Nginx – Zero downtime deployment (Tomcat), Nginx or HAProxy, behind hardware LB – how to “starve” old server

deploymentload balancingnginxtomcat

Currently we have the following setup.

  • Hardware Load Balancer (LB)
  • Box A running Tomcat on 8080 (TA)
  • Box B running Tomcat on 8080 (TB)

TA and TB are running behind LB.

For now it's pretty complicated and manual job to take Box A or Box B out of LB to do the zero downtime deployment.

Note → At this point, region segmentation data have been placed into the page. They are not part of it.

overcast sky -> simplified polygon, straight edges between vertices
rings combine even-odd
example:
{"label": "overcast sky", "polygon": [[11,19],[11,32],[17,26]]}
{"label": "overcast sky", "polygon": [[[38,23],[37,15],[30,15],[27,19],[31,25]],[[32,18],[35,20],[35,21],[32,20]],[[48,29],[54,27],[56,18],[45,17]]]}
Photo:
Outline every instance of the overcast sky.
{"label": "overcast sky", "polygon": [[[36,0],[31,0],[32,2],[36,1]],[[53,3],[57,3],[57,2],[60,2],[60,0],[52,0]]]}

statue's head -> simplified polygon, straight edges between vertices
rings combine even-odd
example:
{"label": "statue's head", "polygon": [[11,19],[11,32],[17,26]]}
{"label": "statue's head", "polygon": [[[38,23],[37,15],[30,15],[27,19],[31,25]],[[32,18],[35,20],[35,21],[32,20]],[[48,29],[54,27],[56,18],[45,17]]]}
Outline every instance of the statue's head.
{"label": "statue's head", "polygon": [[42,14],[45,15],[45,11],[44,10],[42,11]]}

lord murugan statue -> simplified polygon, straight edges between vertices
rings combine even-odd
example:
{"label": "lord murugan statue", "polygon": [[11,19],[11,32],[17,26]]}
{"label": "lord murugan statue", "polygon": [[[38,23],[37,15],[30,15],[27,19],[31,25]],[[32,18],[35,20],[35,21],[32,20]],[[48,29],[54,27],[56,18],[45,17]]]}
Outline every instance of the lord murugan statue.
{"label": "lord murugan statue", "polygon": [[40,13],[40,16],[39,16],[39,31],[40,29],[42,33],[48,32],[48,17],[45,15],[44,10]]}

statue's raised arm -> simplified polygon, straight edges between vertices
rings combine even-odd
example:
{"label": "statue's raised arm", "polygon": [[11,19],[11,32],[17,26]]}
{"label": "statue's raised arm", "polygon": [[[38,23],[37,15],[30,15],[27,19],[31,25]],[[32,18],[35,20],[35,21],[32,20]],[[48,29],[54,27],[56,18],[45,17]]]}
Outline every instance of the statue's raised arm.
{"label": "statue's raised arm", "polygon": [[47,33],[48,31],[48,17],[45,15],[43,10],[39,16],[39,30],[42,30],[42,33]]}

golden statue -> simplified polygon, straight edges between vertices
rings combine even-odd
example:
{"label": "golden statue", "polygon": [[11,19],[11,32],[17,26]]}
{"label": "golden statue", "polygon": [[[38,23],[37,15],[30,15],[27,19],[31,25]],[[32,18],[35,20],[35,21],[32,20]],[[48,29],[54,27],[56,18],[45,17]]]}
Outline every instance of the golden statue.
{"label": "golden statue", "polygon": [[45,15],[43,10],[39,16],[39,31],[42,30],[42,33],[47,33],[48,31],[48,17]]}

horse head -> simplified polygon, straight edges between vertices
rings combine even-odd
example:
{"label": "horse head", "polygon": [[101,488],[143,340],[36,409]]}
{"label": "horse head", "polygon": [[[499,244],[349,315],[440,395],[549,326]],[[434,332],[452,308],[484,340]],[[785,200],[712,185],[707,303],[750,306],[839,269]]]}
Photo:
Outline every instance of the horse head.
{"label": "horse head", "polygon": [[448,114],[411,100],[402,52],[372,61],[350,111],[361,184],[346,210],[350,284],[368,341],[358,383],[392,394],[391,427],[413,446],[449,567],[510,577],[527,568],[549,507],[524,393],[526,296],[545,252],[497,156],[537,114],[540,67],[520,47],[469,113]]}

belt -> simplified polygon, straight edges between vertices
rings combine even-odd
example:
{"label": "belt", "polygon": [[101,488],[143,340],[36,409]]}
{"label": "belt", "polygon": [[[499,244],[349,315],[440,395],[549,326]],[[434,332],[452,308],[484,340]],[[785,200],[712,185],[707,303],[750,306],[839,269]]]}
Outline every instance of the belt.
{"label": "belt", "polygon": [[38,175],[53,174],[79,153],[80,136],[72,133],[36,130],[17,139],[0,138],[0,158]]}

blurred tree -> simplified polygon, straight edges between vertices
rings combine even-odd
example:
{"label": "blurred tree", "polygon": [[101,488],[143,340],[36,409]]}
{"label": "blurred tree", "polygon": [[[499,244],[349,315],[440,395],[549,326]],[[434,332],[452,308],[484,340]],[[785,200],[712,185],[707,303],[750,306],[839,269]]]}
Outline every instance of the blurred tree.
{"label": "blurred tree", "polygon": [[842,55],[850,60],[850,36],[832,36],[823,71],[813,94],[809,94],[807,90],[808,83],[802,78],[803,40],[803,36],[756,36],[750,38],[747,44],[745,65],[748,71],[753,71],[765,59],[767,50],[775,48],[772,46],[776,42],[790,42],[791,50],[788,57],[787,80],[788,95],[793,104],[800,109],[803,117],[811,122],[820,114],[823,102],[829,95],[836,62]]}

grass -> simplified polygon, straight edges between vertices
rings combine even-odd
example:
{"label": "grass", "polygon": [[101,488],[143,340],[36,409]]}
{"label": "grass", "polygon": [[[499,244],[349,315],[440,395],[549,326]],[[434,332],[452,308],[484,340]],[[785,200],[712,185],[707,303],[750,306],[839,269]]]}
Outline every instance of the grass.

I am thinking to do something like this:

  • Hardware Load Balancer (LB)
  • Box A running Nginx on 8080 (NA)
  • Box A running Tomcat on 8081 (TA1)
  • Box A running Tomcat on 8082 (TA2)
  • Box B running Nginx on 8080 (NB)
  • Box B running Tomcat on 8081 (TB1)
  • Box B running Tomcat on 8082 (TB2)

Basically LB will be directing traffic between NA and NB now.
On each of Nginx's we'll have TA1, TA2 and TB1, TB2 configured as upstream servers.
Once one of the upstreams's healthcheck page is unresponsive (shutdown) the traffic goes to another one (HttpHealthcheckModule module on Nginx).

So the deploy process is simple.

Say, TA1 is active with version 0.1 of the app. Healthcheck on TA1 is OK.
We start TA2 with Healthcheck on it as ERROR. So Nginx is not talking to it.
We deploy app version 0.2 to TA2. Make sure it works. Now, we switch the Healthcheck on TA2 to OK, switch Healthcheck to TA1 to ERROR. Nginx will start serving TA2, and will remove TA1 out of rotation. Done!
And now same with the other box.

While it sounds all cool and nice, how do we "starve" the Nginx?
Say we have pending connections, some users on TA1. If we just turn it off, sessions will break (we have cookie-based sessions). Not good.
Any way to starve traffic to one of the upstream servers with Nginx?


Best Answer

My opinion is if you're willing to put in such a complicated setup just to get zero-downtime, you should instead be investing your time in getting a better load balancer. By going down the path you suggest, you are trading simplicity for marginal cost savings, which always ends up costing you more than you anticipate.

You're going to need downtime to implement this zero-downtime solution you propose. Take that downtime to instead figure out how to use your existing load balancer, or swap it out for something better.